Leyenda de los Juancaballos.

Posted by Publicado por Administrador On lunes, mayo 19, 2014

Cuentan que en Sierra Mágina viven unas extrañas criaturas, mitad hombre y mitad caballo, muy difíciles de ver y de las que se sabe muy poco. Se tiene noticia de ellas desde hace muchos siglos y se las conoce con el nombre de Juancaballos. Normalmente se ocultan durante el día en secretas grutas y cavernas de estos cerros que utilizan como guaridas, abandonándolas solo tras el crepúsculo, pues parece ser que tienen una vida nocturna y se amparan en las sombras y tinieblas a la hora de procurarse el sustento.
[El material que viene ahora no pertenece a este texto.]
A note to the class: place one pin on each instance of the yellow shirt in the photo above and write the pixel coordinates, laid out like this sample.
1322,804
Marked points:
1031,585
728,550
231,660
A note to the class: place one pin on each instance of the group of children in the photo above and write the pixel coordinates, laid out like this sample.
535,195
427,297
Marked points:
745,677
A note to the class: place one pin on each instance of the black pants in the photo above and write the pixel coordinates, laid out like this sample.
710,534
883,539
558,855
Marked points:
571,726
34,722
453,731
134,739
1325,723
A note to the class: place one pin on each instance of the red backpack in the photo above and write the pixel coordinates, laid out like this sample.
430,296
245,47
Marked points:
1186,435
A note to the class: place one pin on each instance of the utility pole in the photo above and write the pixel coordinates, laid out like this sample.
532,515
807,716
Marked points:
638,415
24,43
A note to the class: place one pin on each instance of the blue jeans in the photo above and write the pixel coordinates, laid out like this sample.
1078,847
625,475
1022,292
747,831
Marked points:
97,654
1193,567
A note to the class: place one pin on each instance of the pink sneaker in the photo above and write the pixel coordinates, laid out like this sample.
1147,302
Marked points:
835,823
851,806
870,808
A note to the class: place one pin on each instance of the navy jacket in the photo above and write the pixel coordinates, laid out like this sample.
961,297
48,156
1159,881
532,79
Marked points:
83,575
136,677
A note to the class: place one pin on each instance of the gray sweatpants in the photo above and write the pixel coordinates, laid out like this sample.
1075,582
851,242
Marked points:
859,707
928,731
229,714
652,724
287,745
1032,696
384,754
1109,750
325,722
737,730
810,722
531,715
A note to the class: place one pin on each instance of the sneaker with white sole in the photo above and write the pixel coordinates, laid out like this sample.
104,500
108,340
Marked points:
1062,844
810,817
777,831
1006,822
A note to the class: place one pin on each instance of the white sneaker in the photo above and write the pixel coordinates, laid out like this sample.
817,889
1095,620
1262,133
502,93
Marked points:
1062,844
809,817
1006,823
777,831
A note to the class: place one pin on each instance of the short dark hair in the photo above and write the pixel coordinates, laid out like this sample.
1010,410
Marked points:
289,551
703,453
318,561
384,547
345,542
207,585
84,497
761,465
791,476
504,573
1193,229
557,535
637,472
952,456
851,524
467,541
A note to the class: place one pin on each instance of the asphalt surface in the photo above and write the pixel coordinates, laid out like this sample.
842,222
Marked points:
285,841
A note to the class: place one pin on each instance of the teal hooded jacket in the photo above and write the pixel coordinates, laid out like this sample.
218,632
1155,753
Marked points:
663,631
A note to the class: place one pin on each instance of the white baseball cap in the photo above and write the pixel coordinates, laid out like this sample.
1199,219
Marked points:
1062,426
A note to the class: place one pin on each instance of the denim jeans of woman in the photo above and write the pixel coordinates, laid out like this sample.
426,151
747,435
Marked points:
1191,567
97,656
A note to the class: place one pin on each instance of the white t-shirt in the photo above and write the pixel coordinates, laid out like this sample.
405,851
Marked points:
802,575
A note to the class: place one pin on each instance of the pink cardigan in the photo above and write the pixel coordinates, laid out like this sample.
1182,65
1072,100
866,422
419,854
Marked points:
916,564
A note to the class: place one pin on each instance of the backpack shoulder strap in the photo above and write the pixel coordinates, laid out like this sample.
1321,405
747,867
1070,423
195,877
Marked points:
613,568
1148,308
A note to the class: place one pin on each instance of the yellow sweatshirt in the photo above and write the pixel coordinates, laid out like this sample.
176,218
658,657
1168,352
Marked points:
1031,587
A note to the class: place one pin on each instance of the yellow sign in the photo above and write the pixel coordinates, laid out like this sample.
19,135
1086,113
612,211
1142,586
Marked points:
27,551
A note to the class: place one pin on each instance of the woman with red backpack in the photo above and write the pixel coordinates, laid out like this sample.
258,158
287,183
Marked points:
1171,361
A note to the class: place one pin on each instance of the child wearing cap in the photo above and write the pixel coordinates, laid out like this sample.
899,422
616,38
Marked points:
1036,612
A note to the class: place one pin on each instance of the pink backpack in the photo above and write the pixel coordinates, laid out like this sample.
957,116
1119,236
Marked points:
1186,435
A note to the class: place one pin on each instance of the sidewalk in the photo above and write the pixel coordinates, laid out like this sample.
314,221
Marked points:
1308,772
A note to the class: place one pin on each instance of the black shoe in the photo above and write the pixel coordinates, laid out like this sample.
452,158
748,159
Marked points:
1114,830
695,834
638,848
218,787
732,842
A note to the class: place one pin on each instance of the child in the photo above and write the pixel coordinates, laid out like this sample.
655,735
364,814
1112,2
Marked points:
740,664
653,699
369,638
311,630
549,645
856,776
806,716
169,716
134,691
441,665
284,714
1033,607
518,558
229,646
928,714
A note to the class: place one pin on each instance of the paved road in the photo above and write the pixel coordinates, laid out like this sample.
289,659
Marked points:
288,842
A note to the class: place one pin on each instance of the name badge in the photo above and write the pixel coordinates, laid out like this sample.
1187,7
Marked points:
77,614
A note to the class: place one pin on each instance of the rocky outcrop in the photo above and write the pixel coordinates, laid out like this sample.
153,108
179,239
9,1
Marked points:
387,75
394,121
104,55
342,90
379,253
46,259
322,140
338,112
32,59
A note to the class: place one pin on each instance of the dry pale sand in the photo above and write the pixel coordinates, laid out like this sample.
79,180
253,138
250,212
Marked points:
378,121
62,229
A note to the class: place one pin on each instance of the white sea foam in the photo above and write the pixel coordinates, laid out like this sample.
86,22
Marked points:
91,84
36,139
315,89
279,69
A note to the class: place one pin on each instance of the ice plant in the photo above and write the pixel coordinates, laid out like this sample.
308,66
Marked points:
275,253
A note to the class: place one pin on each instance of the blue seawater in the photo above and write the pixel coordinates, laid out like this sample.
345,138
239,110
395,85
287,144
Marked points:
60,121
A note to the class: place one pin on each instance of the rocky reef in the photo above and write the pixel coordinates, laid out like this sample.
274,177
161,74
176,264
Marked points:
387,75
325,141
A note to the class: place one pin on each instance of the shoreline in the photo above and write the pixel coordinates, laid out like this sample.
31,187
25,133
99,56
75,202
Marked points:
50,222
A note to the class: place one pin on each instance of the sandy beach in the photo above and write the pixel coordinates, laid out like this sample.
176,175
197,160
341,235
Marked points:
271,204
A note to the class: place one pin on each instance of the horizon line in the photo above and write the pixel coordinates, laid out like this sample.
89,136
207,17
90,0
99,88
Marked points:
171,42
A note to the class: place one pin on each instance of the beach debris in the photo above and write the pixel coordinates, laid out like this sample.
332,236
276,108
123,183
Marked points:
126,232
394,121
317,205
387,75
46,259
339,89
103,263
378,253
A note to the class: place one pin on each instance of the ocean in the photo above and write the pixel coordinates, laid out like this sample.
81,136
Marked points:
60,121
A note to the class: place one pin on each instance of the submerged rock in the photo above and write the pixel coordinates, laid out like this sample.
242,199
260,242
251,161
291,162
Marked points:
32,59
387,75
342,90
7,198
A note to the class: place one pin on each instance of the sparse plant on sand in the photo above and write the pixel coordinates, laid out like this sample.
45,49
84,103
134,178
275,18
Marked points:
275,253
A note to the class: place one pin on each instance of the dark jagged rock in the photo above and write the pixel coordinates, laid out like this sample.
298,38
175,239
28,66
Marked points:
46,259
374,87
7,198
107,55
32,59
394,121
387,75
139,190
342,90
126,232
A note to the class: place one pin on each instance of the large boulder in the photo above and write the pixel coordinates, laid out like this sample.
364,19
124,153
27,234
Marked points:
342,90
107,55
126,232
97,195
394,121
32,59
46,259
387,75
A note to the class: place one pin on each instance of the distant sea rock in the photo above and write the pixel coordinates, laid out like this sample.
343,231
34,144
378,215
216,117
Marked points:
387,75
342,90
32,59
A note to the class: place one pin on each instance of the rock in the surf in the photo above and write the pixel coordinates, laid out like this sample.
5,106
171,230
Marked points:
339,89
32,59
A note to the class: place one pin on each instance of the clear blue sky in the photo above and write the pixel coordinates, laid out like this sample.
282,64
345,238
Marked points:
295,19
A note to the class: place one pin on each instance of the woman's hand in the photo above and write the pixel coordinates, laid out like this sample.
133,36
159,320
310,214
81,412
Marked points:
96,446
Se desconoce el motivo por que manifiestan tanta aversión al trato con humanos, pero es cierto el recelo generalizado, ya sea congénito o aprendido por nuestra especie. Esta es la razón por la que son tan infrecuentes los enfrentamientos entre estas bestias y los hombres, pero cuando por desgracia ocurren, son muy pocos los que sobreviven, pues su ferocidad, fuerza, astucia y crueldad las hacen invencibles. Pero esto no es todo ya que cuando la necesidad se acentúa, ya sea por largas sequías, fuertes nevadas o cualquier otro desastre de este tipo, esas características se incrementan en gran medida ya que el hambre hace que pierdan el miedo por los hombres y los tornan más astutos y desalmados de lo que ya son de por sí. Durante estos períodos de penuria, los Juancaballos bajan de las altas cumbres para alimentarse en las huertas de los ríos próximos, causando en ellas grandes destrozos, porque con sus cascos equinos patean los vergeles asolando verduras, hortalizas, árboles frutales y todo lo que encuentran a su paso. Pero esto no es lo más grave que pueden provocar, porque la inanición, en ciertas ocasiones, puede incitarles a comer carne humana, siendo muchos los campesinos mutilados o asesinados por este motivo. Los supervivientes nunca han podido superar el trauma que esto les supuso. Son de destacar las incursiones de estos desalmados seres a las riberas del Guadalquivir, pues eran una de sus zonas preferidas para perpetrar sus fechorías. Hubo un tiempo en que llegaron a ser tan frecuentes y tanto el terror que despertaron en la vecina ciudad de Úbeda, que aprovechando que se estaba construyendo una de sus más bellas iglesias, la del Salvador, fueron esculpidos en su fachada principal, junto a las estatuas de los santos y bajo el relieve de la Transfiguración de Jesús. Este hecho, junto con los testimonios de los supervivientes a sus ataques, constituye una prueba irrefutable de su existencia.